Ровесники: сборник содружества писателей революции «Перевал». Сборник № 7 — страница 37 из 50

Тэк-э… тэк-э… тэк-э… тэк-э-тэк-э-так-тэ-ре-так…

Играют глухари.

Грань первая
2

Эти птицы владеют мною с самых отдаленных детских времен. В верховьях жизни, на самых потаенных тропинках встают мои первые ощущения, как бы отдаленные зарева потухших когда-то охотничьих костров. С пожелтевшей гравюры старинного издания Брема посмотрела на меня большая неуклюжая птица, с круглым куриным телом, бородатой головой, такой, с какою теперь уже никто и ничто не бывает… Она сидела на большом хвойном суку, важная, нарисованная с тем манерным простодушием, каким отличаются старомодные охотничьи рисунки. Птица вытянула голову и собиралась лететь; глубоко под нею чернели гористые лесные громады, уходящие в непроходимую даль. Меня на всю жизнь пленили этот рисунок и особенно то, что лес уходил на нем до конца света… Что-то средневековое было в этих германских дремучих деревах, туманно зиявших глубиною сырых сумрачных дебрей… Они поднимались, обвешенные мхами, вознося кверху целую пучину грозного лесного океана, сливаясь в черную хвойную даль. Эта даль была без конца. Высоко над верхушками сидела старая охотничья птица и смотрела через всю мою жизнь…

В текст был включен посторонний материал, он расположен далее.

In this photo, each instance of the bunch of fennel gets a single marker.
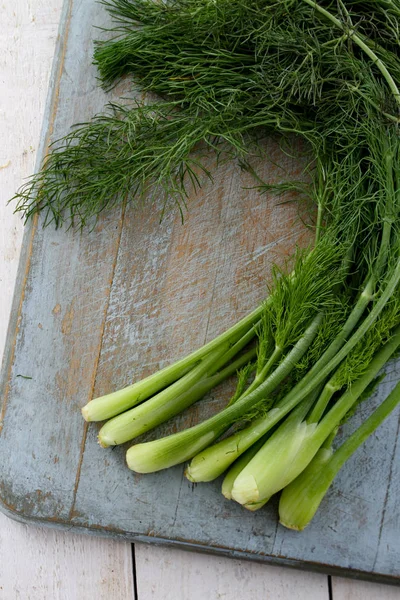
(226, 73)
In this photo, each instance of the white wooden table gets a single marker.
(44, 564)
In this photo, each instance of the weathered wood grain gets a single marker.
(178, 575)
(39, 564)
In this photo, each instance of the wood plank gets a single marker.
(74, 312)
(45, 564)
(348, 589)
(39, 564)
(173, 574)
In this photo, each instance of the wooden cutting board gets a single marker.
(94, 311)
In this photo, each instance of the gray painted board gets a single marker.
(94, 311)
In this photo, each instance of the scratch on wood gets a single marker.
(96, 364)
(54, 104)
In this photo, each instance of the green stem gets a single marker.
(293, 446)
(107, 406)
(322, 403)
(262, 375)
(179, 447)
(238, 466)
(361, 44)
(217, 458)
(300, 500)
(178, 396)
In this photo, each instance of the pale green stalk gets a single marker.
(216, 459)
(171, 401)
(292, 447)
(238, 466)
(107, 406)
(301, 498)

Пусть на дворе шумит и крутится вьюга, пусть снег заносит всю землю и шуршит, ударяясь в ставни, — мне сладко часами не отрываться от таинственных, бремовских слов.

«…Она распространена по бассейнам глухих и таежных рек…» — эпически замечает древняя книга, пахнущая кожей и кислой стародавностью. «…Встречается часто в средней части Европейской России…»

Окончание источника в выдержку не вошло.